Drug use can start as a way to escape—but it can quickly make your life worse. Besides just not feeling well, different drugs can affect your brain and body in many different ways. Here are a few:

  • Alcohol: You might have trouble making decisions, solving problems, remembering,
    and learning.
  • Marijuana: You might forget things you just learned or have trouble focusing.
  • Prescription pain relievers (opioids) or sedatives: Your heart rate and breathing
    may slow to dangerous levels, leading to coma or death.
  • Heroin: Similar to opioid pain relievers, your heart rate and breathing may slow
    to dangerous levels, leading to coma or death.
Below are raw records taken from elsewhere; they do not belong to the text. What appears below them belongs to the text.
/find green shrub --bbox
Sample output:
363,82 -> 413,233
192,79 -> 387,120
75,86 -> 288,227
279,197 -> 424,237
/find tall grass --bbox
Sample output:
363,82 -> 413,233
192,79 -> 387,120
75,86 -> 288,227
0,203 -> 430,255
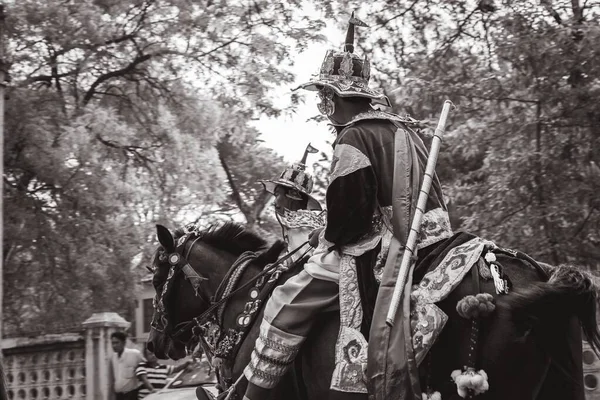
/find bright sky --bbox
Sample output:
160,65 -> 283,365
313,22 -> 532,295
255,24 -> 346,165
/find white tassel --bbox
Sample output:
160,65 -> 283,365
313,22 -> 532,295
490,264 -> 506,294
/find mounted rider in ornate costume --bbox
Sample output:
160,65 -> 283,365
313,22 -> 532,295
259,143 -> 325,262
244,12 -> 452,400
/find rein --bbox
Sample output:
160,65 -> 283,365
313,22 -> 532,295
171,241 -> 309,339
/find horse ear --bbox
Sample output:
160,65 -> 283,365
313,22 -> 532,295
156,225 -> 175,253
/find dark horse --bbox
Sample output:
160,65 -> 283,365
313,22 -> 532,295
148,223 -> 600,400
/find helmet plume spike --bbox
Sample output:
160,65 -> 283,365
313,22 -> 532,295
344,11 -> 368,53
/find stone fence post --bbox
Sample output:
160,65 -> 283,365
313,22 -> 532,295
83,312 -> 131,400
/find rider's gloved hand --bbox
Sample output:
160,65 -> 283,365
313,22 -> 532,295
308,228 -> 323,249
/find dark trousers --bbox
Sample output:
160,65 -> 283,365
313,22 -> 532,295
116,388 -> 140,400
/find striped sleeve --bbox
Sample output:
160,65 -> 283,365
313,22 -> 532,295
135,362 -> 147,376
325,127 -> 377,247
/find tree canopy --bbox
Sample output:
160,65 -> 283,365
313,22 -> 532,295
332,0 -> 600,268
3,0 -> 320,331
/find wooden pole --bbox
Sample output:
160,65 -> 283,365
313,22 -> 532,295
386,100 -> 452,326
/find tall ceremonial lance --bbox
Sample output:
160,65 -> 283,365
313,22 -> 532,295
385,100 -> 453,326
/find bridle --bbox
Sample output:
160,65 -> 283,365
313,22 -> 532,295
150,231 -> 308,353
150,232 -> 210,340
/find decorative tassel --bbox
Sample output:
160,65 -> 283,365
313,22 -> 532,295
456,293 -> 496,319
451,368 -> 490,398
485,251 -> 509,294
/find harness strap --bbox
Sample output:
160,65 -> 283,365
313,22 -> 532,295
173,241 -> 308,337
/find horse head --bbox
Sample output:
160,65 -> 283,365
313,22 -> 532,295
148,223 -> 283,360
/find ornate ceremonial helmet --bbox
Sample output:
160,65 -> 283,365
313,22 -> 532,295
294,12 -> 391,107
259,143 -> 323,211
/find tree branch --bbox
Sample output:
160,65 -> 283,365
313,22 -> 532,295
217,143 -> 253,223
83,54 -> 152,105
540,0 -> 562,25
377,0 -> 419,29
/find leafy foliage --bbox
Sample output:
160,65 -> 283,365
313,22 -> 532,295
334,0 -> 600,268
3,0 -> 320,333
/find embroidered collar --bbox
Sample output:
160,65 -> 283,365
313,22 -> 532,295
332,110 -> 420,127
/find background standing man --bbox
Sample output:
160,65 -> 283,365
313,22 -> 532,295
109,332 -> 144,400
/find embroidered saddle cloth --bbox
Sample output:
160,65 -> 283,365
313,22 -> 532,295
331,233 -> 491,393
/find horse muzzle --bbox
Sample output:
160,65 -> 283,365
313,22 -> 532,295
146,328 -> 187,360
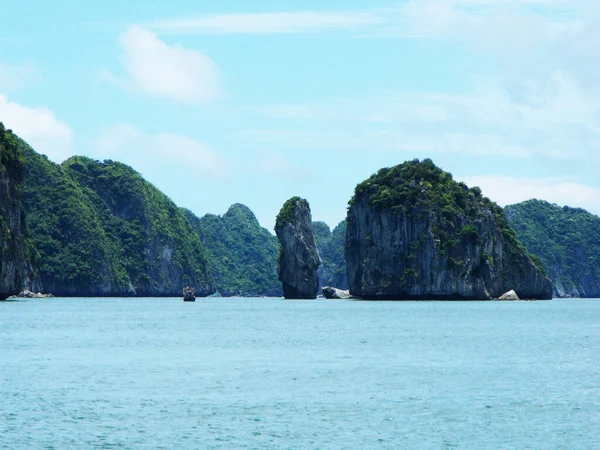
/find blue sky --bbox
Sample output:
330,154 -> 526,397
0,0 -> 600,229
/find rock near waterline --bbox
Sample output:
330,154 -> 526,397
275,197 -> 321,299
345,160 -> 552,300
    • Prescription stimulants (e.g., ADHD medications): Your body temperature could
      get dangerously high, or you may have an irregular heartbeat, heart failure, or seizures.
    • Cocaine and methamphetamine: You may get violent, have panic attacks or feel
      paranoid, or have a heart attack.
    • MDMA (Ecstasy or Molly): You may feel confused for a long time after you take it
      and have problems with attention, memory, and sleep.
    • LSD: Your emotions may change quickly, and you might not be able to recognize
      reality; frightening flashbacks can happen long after use.
    • Inhalants: Your heart, kidneys, lungs, and brain may get damaged; even a healthy
      person can suffer heart failure and death within minutes of sniffing a lot of an inhalant.

    Many drugs can also make driving a car unsafe. Marijuana can slow reaction time, make you judge time and distance poorly, and decrease coordination (how you move your body). Cocaine and methamphetamine can make a driver aggressive and reckless. Certain kinds of sedatives, called benzodiazepines, can make you dizzy or drowsy. These effects can lead to crashes that can cause injuries and even death.

    What is drug addiction?

    Drug addiction is when you can’t stop taking the drug even if you want to. The urge is too strong to control, even if you know the drug is causing harm. The addiction can become more important than the need to eat or sleep. The urge to get and use the drug can fill every moment of your life. The addiction replaces all the things you used to enjoy.